4. Chance to purchase the property separately
By selling the flat (which was jointed bought) and buying a new property, the couple gets the chance to “decouple” – purchasing the new home under one person’s name. This will present an opportunity for the other person to buy a residential property further down the road without having to pay additional buyer’s stamp duty (ABSD) as it would be the individual’s first home purchase.

When is the right time to upgrade?
It is not possible to perfectly time the market but would-be upgraders could take some guidance from price movements in both the private and HDB resale segments. Ideally, owners would want to take advantage of a stronger HDB resale price growth, especially if private home prices are likely to plateau or see a much slower increase.

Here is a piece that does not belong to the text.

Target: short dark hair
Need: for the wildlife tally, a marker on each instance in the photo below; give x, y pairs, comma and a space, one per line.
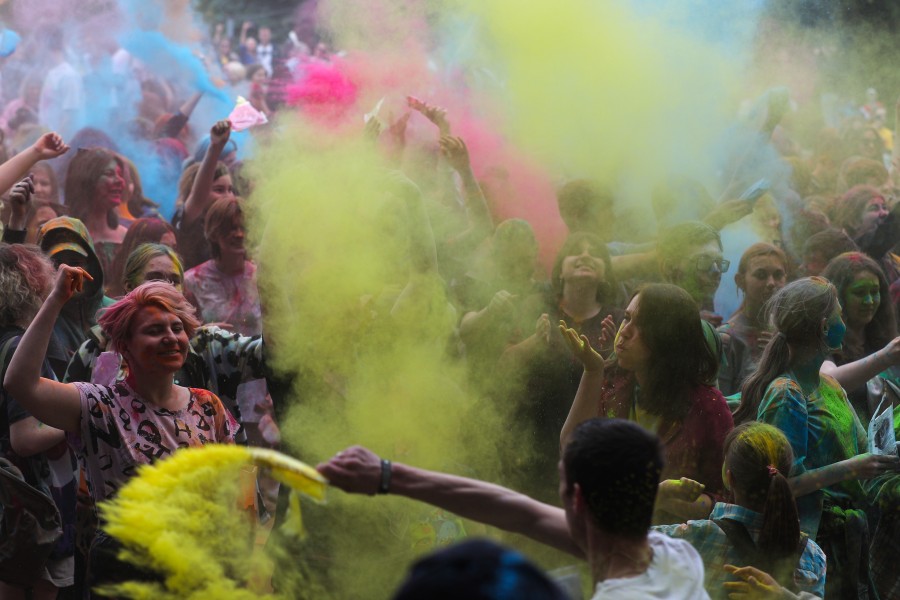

PropNex projects that HDB resale prices could climb by 6% to 8% in 2022 – at a faster clip than that of private residential properties. Since the implementation of new cooling measures in December 2021, private home prices are expected to rise at a slower pace of 3% to 5% this year, compared to the 10.6% jump in 2021.

While strong demand had driven prices up in 2021, inflationary pressures could be a factor to watch this year as rising construction cost and manpower cost may push up prices. In addition, with interest rates expected to inch up through 2022, some buyers may want to make their purchase sooner rather than later to lock-in more favourable mortgage rates.